Longer term it's going to be interesting to see what if anything RISC-V changes. Right now they're filling a role that ARM occupied about 20 years ago being primarily an alternative for cheap and medium power devices, but just like ARM they've got the potential to duke it out in the desktop space with the right backing. It would for instance be an interesting move if Microsoft partnered with a company like HiFive to produce a truly high end RISC-V CPU similar to Apples M1/M2.

[-] Ugurcan@lemmy.world 6 points 7 months ago* (last edited 7 months ago)

Producing a really high end CPU just be muscle flexing. Anybody can do that. Having apps run on it is a whole another story.

What Apple done right with M1 was not producing a powerful Arm CPU, but having old apps run on it so everyday people won’t be thrown into an unknown territory.

I’m too, looking forward to RISCV’s expansion though. MS could just skip ARM and adopt the better platform.

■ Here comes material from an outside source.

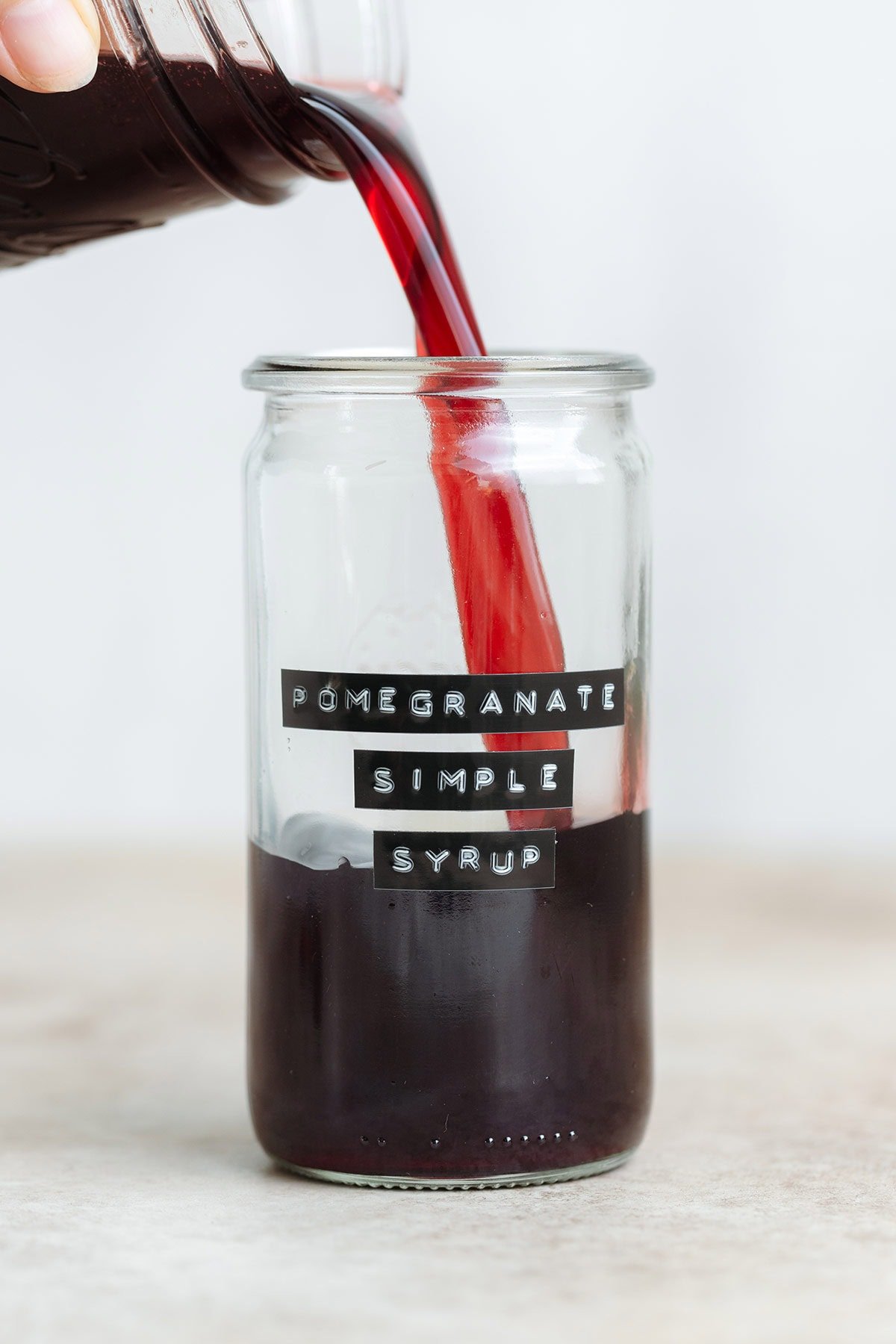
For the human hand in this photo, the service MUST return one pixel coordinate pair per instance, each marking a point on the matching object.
(49, 46)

[-] orclev@lemmy.world 2 points 7 months ago

Producing a really high end CPU just be muscle flexing. Anybody can do that. Having apps run on it is a whole another story.

You say that, but nobody has actually done so. HiFive has produced some CPUs that would qualify as extremely low end desktop CPUs, but nothing that can compete with even middle of the road processors like an i5 or a Ryzen 5. As for apps, it would be pretty trivial to get a huge swath of Linux apps running on it, and if there was enough of a base and demand you'd see companies producing RISC-V binaries as well (much like they're starting to for ARM). For emulation layers I'm sure something could be done, QEMU if nothing else could probably be used.

[-] xnx@slrpnk.net 2 points 7 months ago

Does RISC-V have the better power/heat management that ARM has? Would be interesting in intel goes all in RISC

[-] orclev@lemmy.world 5 points 7 months ago* (last edited 7 months ago)

Yes, technically speaking ARM is RISC, just a different flavor of it from RISC-V. They're effectively siblings. x86 on the other hand (and AMD64) are CISC processors. CISC provides compact programs at the cost of a more complicated (and therefore more power hungry) CPU. That said this is a gross oversimplification and no modern CPU is entirely RISC or CISC under the covers. Both ARM and x86 end up looking quite similar to each other when you dig into them, with x86 producing microcode from its instruction set that is effectively RISC, and ARM introducing some decidedly CISC looking instructions.

The reality is the relative power hungry-ness of the architectures doesn't really come down to RISC vs. CISC as much as it does x86 providing backwards compatibility to literally decades of bad decisions. If x86 could jettison backwards compatibility and ditch all but the latest and greatest of its instruction set it would be able to compete watt for watt with ARM easily, but that's a tradeoff customers are unwilling to engage with as it would render large swaths of software incompatible.